Correlation Between Marine Products and Curtiss Motorcycles
Can any of the company-specific risk be diversified away by investing in both Marine Products and Curtiss Motorcycles at the same time? Although using a correlation coefficient on its own may not help to predict future stock returns, this module helps to understand the diversifiable risk of combining Marine Products and Curtiss Motorcycles into the same portfolio, which is an essential part of the fundamental portfolio management process.
By analyzing existing cross correlation between Marine Products and Curtiss Motorcycles, you can compare the effects of market volatilities on Marine Products and Curtiss Motorcycles and check how they will diversify away market risk if combined in the same portfolio for a given time horizon.

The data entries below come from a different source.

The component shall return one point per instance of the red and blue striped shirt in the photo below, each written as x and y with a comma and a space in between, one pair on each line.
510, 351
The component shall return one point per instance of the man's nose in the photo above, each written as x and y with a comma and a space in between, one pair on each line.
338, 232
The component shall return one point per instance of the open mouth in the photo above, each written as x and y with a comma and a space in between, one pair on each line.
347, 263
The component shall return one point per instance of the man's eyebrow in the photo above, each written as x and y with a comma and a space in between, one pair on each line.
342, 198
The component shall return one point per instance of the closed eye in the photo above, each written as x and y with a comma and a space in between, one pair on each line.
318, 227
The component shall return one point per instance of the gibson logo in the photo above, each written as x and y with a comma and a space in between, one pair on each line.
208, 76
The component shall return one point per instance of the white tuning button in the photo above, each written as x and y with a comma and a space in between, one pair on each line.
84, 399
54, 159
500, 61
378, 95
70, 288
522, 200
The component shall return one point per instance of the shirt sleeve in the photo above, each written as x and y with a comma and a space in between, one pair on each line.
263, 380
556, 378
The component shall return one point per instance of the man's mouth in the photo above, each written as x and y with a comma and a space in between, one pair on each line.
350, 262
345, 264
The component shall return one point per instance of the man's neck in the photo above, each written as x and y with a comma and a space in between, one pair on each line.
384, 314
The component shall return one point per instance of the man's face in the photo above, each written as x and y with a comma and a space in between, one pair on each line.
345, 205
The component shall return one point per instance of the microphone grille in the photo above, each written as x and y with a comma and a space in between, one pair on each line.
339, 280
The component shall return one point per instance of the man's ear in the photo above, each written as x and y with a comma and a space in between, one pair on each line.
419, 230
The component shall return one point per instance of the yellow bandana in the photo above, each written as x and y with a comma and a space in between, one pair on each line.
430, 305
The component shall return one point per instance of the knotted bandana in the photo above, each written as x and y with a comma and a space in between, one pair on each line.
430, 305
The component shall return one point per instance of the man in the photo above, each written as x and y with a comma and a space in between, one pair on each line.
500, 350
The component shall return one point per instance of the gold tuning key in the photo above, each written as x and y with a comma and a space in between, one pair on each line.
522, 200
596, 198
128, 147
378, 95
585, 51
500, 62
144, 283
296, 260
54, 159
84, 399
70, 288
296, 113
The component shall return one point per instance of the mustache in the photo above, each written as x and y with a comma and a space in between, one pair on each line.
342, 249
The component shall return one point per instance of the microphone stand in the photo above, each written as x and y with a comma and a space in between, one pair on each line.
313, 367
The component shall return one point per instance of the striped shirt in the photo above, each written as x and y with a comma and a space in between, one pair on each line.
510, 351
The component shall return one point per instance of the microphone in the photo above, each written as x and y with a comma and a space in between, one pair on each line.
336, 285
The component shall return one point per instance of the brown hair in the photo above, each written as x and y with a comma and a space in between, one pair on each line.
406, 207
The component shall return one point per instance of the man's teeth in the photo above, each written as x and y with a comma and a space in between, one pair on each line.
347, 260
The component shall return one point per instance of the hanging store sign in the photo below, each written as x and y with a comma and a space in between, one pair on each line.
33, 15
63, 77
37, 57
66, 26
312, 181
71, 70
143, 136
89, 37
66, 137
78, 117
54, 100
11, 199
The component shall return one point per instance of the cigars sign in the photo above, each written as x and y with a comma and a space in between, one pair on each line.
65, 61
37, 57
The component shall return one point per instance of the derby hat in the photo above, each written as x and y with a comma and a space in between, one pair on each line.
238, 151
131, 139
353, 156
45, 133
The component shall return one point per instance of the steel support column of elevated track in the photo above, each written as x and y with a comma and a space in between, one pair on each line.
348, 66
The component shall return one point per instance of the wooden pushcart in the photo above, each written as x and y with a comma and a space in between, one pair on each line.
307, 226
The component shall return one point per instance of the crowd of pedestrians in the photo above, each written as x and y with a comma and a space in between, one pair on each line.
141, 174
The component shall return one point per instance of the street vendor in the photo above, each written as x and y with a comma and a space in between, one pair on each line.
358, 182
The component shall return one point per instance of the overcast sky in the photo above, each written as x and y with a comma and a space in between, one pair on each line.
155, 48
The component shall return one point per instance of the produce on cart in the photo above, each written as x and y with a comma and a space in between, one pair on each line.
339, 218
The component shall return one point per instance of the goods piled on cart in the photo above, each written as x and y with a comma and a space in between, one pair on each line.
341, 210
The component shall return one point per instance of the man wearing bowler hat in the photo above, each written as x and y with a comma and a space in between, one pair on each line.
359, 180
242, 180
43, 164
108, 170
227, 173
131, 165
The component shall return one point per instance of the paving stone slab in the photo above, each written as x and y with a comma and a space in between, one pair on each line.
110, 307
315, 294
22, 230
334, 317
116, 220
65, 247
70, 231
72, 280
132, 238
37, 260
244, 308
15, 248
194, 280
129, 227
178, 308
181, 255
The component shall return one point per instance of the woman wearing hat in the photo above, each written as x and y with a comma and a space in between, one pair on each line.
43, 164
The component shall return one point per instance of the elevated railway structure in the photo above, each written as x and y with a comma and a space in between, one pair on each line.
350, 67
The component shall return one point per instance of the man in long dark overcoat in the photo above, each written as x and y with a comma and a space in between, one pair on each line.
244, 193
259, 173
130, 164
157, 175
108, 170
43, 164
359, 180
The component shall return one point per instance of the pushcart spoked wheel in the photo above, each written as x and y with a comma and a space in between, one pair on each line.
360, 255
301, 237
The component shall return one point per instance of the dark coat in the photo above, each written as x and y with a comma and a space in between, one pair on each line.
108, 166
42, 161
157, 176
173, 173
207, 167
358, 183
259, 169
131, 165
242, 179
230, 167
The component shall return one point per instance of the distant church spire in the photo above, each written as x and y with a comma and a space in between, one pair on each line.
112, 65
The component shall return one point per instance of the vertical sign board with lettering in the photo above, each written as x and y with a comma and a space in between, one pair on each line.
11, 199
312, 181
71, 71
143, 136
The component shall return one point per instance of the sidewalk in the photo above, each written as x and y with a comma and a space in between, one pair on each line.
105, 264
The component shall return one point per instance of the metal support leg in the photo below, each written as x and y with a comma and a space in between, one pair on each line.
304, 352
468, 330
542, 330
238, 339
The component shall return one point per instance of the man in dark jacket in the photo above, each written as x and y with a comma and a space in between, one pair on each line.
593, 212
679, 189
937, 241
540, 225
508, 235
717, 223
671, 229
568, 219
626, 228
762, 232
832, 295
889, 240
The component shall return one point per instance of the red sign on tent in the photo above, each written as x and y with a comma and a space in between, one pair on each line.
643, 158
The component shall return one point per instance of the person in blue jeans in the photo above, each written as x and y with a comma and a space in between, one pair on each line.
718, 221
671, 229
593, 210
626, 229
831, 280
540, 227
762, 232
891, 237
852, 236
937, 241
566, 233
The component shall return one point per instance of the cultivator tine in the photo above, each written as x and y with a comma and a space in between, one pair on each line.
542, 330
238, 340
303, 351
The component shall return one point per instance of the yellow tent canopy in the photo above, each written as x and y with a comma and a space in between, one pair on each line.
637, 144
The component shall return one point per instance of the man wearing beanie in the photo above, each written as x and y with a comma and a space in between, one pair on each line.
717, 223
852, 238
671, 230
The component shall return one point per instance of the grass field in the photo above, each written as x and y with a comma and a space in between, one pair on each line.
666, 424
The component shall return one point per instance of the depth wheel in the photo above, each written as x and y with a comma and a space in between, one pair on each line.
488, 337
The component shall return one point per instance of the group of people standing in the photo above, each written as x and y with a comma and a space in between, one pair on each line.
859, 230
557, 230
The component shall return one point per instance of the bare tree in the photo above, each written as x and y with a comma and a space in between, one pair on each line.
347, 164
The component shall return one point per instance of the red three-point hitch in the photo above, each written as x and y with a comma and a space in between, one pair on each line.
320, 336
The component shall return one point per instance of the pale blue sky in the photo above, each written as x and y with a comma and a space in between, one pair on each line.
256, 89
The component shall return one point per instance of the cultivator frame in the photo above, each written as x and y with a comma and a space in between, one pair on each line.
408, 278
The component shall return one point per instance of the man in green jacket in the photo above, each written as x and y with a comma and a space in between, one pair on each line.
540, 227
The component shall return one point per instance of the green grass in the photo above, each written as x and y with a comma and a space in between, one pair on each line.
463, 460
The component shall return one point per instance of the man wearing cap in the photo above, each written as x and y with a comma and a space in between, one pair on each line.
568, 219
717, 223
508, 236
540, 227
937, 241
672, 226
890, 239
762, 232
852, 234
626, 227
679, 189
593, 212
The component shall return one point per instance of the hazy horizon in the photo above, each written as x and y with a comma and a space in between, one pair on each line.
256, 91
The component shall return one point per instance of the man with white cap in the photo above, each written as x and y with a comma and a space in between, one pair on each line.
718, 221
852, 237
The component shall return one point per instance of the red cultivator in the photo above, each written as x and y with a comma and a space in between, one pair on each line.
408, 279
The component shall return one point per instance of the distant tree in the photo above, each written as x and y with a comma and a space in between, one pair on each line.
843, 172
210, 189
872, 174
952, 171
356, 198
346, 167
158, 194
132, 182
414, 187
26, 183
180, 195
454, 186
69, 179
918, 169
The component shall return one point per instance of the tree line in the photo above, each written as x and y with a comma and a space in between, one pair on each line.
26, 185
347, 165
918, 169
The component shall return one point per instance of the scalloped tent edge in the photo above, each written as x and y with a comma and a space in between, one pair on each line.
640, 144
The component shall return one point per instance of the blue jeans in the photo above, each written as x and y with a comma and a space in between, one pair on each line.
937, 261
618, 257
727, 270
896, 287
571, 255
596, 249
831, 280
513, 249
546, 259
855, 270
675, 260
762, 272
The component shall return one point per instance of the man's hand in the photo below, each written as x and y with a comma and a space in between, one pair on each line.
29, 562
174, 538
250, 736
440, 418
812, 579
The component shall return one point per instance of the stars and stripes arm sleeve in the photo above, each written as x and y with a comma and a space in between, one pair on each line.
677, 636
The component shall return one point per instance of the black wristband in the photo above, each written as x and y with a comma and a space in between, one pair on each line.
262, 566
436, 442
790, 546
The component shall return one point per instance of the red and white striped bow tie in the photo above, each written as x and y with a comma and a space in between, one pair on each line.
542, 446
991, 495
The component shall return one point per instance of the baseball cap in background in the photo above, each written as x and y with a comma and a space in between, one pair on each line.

You can also utilize pair trading strategies of matching a long position in Marine Products with a short position of Curtiss Motorcycles. Check out your portfolio center. Please also check ongoing floating volatility patterns of Marine Products and Curtiss Motorcycles.
Diversification Opportunities for Marine Products and Curtiss Motorcycles
-0.18 | Correlation Coefficient |
Good diversification
The 3 months correlation between Marine and Curtiss is -0.18. Overlapping area represents the amount of risk that can be diversified away by holding Marine Products and Curtiss Motorcycles in the same portfolio, assuming nothing else is changed. The correlation between historical prices or returns on Curtiss Motorcycles and Marine Products is a relative statistical measure of the degree to which these equity instruments tend to move together. The correlation coefficient measures the extent to which returns on Marine Products are associated (or correlated) with Curtiss Motorcycles. Values of the correlation coefficient range from -1 to +1, where. The correlation of zero (0) is possible when the price movement of Curtiss Motorcycles has no effect on the direction of Marine Products i.e., Marine Products and Curtiss Motorcycles go up and down completely randomly.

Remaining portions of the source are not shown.